Ich bin ein wenig hypochondrisch angelegt, und die Angst davor, ohnmächtig zu werden und dabei die Zunge zu verschlucken, begleitet mich schon seit langem. Immer wenn mir schwindlig wird, beisse ich mir auf die Zunge, um sie zu fixieren. Nur nebenbei.
Mag sein, das der physiologische Realismus nicht recht zu seinem Recht kommt...

"Das ist übrigens das größte Kompliment. Wenn man aus den richtigen Motiven schreibt."

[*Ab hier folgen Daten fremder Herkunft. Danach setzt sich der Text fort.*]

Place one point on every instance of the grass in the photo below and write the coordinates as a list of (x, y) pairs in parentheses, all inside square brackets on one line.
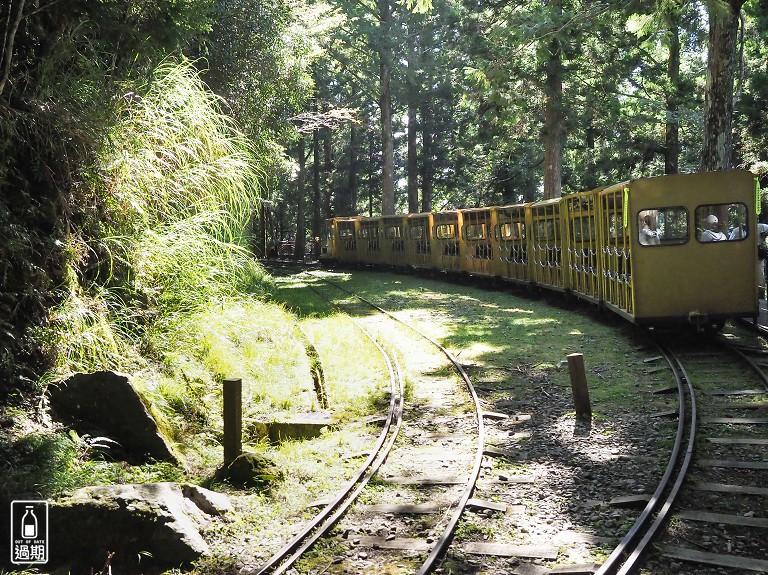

Ja, die lieben Motive... Da muss ich leider sagen das ich nicht aus den "richtigen", sondern aus schrecklich falschen, niederen und verwerflichen Motiven schreibe. Es ist die alte Geschichte von demjenigen, der wegen eines Mangels an Blut und Leben... usw.usf. Frag Armelle. Der Erläuterung möge eine Geschichte dienen, die ich bald eintrage. So abgeschmackt ihr Ende, so abgeschmackt ihr Titel: Der Dichter und das Leben. Fast so abgeschmackt wie gewisse Geschichten über Clowns, die hinter fröhlichen Fassaden - man glaubt es kaum -traurig sind...
Oder Geschichten von Dichtern, die sich selbst bejammern und kein gutes Haar an sich lassen, im Innersten aber überzeugt davon sind ganz toll zu sein.